Vector Example: Count Valid Projections

from gaspatchio_core import ActuarialFrame
import polars as pl

data = {
    "policy_id": ["P001", "P002"],
    "monthly_benefits": [[100.0, 105.0, float('nan'), 115.0], [200.0, 210.0, 220.0, float('nan')]],
}
af = ActuarialFrame(data)

af.valid_months = af.monthly_benefits.list.eval(pl.element().is_not_nan()).list.sum()

print(af.collect())
shape: (2, 3)
┌───────────┬──────────────────────────┬──────────────┐
│ policy_id ┆ monthly_benefits         ┆ valid_months │
│ ---       ┆ ---                      ┆ ---          │
│ str       ┆ list[f64]                ┆ u32          │
╞═══════════╪══════════════════════════╪══════════════╡
│ P001      ┆ [100.0, 105.0, … 115.0]  ┆ 3            │
│ P002      ┆ [200.0, 210.0, … NaN]    ┆ 3            │
└───────────┴──────────────────────────┴──────────────┘

is_not_null()

Check which values are not null (not missing) in this expression or column.

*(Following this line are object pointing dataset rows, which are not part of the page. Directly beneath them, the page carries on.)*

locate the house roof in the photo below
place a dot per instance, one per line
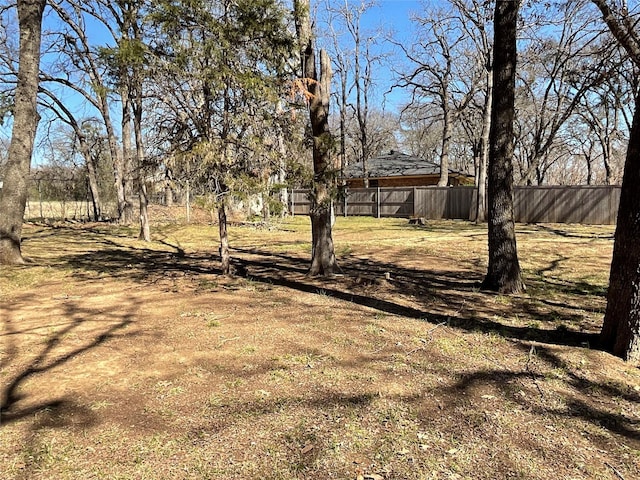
(397, 164)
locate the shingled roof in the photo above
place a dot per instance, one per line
(397, 164)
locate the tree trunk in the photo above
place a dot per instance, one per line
(126, 208)
(503, 274)
(13, 195)
(443, 181)
(225, 257)
(93, 179)
(481, 215)
(620, 333)
(323, 260)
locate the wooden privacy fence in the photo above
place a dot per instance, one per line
(596, 205)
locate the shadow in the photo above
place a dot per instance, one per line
(567, 234)
(54, 352)
(437, 291)
(581, 393)
(448, 296)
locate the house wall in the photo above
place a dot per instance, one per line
(421, 181)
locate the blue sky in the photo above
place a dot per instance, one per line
(394, 18)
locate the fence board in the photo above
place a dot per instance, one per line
(597, 205)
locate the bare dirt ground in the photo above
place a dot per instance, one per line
(126, 360)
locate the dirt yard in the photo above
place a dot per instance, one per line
(126, 360)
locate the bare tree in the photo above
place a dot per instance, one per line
(13, 196)
(621, 329)
(440, 84)
(92, 84)
(562, 51)
(317, 83)
(503, 272)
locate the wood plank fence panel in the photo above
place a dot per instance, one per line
(596, 205)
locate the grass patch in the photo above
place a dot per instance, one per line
(125, 359)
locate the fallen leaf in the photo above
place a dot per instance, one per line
(373, 476)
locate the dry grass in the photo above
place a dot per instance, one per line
(121, 359)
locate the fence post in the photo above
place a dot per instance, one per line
(415, 200)
(344, 194)
(293, 202)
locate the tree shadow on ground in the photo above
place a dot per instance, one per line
(450, 296)
(438, 296)
(442, 296)
(54, 352)
(580, 393)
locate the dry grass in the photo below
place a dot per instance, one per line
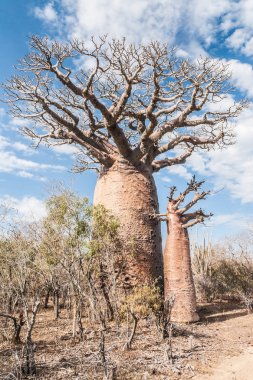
(224, 330)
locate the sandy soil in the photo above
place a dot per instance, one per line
(219, 347)
(235, 368)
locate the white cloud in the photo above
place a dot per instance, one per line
(11, 163)
(180, 170)
(242, 76)
(28, 208)
(230, 168)
(140, 20)
(47, 13)
(194, 24)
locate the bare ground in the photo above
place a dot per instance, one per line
(222, 341)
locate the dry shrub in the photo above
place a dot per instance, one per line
(223, 272)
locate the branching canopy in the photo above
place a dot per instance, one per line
(189, 219)
(114, 99)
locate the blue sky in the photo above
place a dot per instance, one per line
(221, 29)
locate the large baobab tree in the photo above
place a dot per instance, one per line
(131, 110)
(178, 279)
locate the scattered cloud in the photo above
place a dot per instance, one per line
(11, 163)
(29, 208)
(230, 168)
(47, 13)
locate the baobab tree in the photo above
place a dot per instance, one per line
(178, 278)
(132, 111)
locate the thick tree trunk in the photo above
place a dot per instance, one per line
(178, 279)
(130, 193)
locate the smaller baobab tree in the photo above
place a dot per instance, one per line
(178, 278)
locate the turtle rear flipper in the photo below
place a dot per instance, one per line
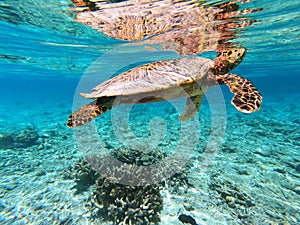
(247, 98)
(90, 111)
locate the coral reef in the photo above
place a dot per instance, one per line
(124, 204)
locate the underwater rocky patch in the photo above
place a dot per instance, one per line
(119, 203)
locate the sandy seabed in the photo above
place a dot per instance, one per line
(254, 178)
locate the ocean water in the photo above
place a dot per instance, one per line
(222, 167)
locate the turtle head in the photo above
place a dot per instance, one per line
(227, 60)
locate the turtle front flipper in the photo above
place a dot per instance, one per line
(247, 98)
(192, 107)
(90, 111)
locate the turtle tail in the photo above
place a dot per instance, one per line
(90, 111)
(247, 98)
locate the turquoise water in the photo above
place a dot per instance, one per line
(46, 59)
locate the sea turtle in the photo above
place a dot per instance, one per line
(171, 79)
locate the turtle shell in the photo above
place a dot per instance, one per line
(153, 77)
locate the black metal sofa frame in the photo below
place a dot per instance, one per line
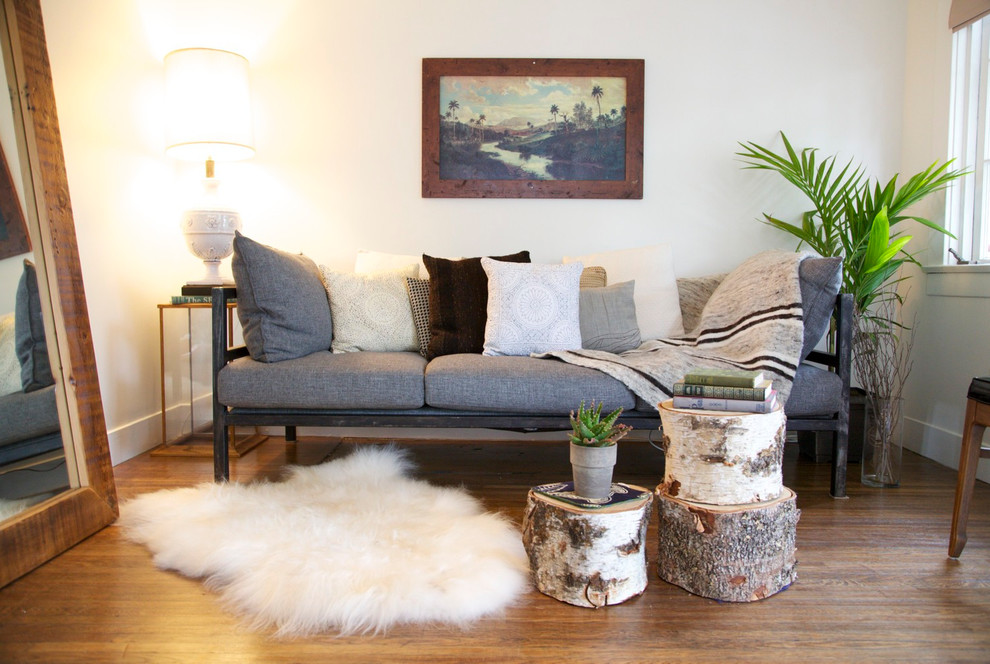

Returns a boolean expression indicating which values are present and valid. Essential for data quality assessment, filtering complete records, and implementing conditional logic based on data availability in actuarial analysis.

When to use

  • Data Quality Filtering: Select only records with complete information for premium calculations, claim processing, or risk assessment.
  • Conditional Processing: Apply different business rules based on data availability, such as using default values only when primary data exists.
  • Complete Case Analysis: Identify policies or claims with full data sets for statistical analysis and model development.
  • Validation Rules: Ensure critical fields are populated before processing transactions, calculating reserves, or generating reports.
  • Data Completeness Metrics: Calculate percentages of complete records for data quality monitoring and process improvement.
  • Business Logic: Implement rules that require specific information to be present before applying rates, discounts, or risk adjustments.

Returns

ExpressionProxy An expression containing boolean values indicating whether each value in the original expression is not null (True) or null (False).

Examples

Scalar Example: Filter Complete Policy Records

from gaspatchio_core import ActuarialFrame

data = {
    "policy_id": ["P001", "P002", "P003", "P004"],
    "beneficiary": ["John Doe", None, "Jane Smith", "Bob Wilson"],
    "premium": [1200.0, 1500.0, None, 1800.0],
}
af = ActuarialFrame(data)
result = af.with_columns(
    (af["beneficiary"].is_not_null() & af["premium"].is_not_null()).alias(
        "complete_record"
    )
).collect()
print(result)
shape: (4, 4)
┌───────────┬─────────────┬─────────┬─────────────────┐
│ policy_id ┆ beneficiary ┆ premium ┆ complete_record │
│ ---       ┆ ---         ┆ ---     ┆ ---             │
│ str       ┆ str         ┆ f64     ┆ bool            │
╞═══════════╪═════════════╪═════════╪═════════════════╡
│ P001      ┆ John Doe    ┆ 1200.0  ┆ true            │
│ P002      ┆ null        ┆ 1500.0  ┆ false           │
│ P003      ┆ Jane Smith  ┆ null    ┆ false           │
│ P004      ┆ Bob Wilson  ┆ 1800.0  ┆ true            │
└───────────┴─────────────┴─────────┴─────────────────┘

Vector Example: Data Completeness by Policy Type

from gaspatchio_core import ActuarialFrame

data = {
    "policy_type": ["TERM", "TERM", "WHOLE", "WHOLE", "UL"],
    "medical_exam": ["Complete", None, "Complete", None, "Complete"],
}
af = ActuarialFrame(data)
result = af.with_columns(
    af["policy_type"].count().alias("total_policies"),
    af["medical_exam"].is_not_null().sum().alias("complete_exams")
).collect()
print(result)
shape: (5, 4)
┌─────────────┬──────────────┬────────────────┬────────────────┐
│ policy_type ┆ medical_exam ┆ total_policies ┆ complete_exams │
│ ---         ┆ ---          ┆ ---            ┆ ---            │
│ str         ┆ str          ┆ u32            ┆ u32            │
╞═════════════╪══════════════╪════════════════╪════════════════╡
│ TERM        ┆ Complete     ┆ 5              ┆ 3              │
│ TERM        ┆ null         ┆ 5              ┆ 3              │
│ WHOLE       ┆ Complete     ┆ 5              ┆ 3              │
│ WHOLE       ┆ null         ┆ 5              ┆ 3              │
│ UL          ┆ Complete     ┆ 5              ┆ 3              │
└─────────────┴──────────────┴────────────────┴────────────────┘

is_null()

Check which values are null (missing) in this expression or column.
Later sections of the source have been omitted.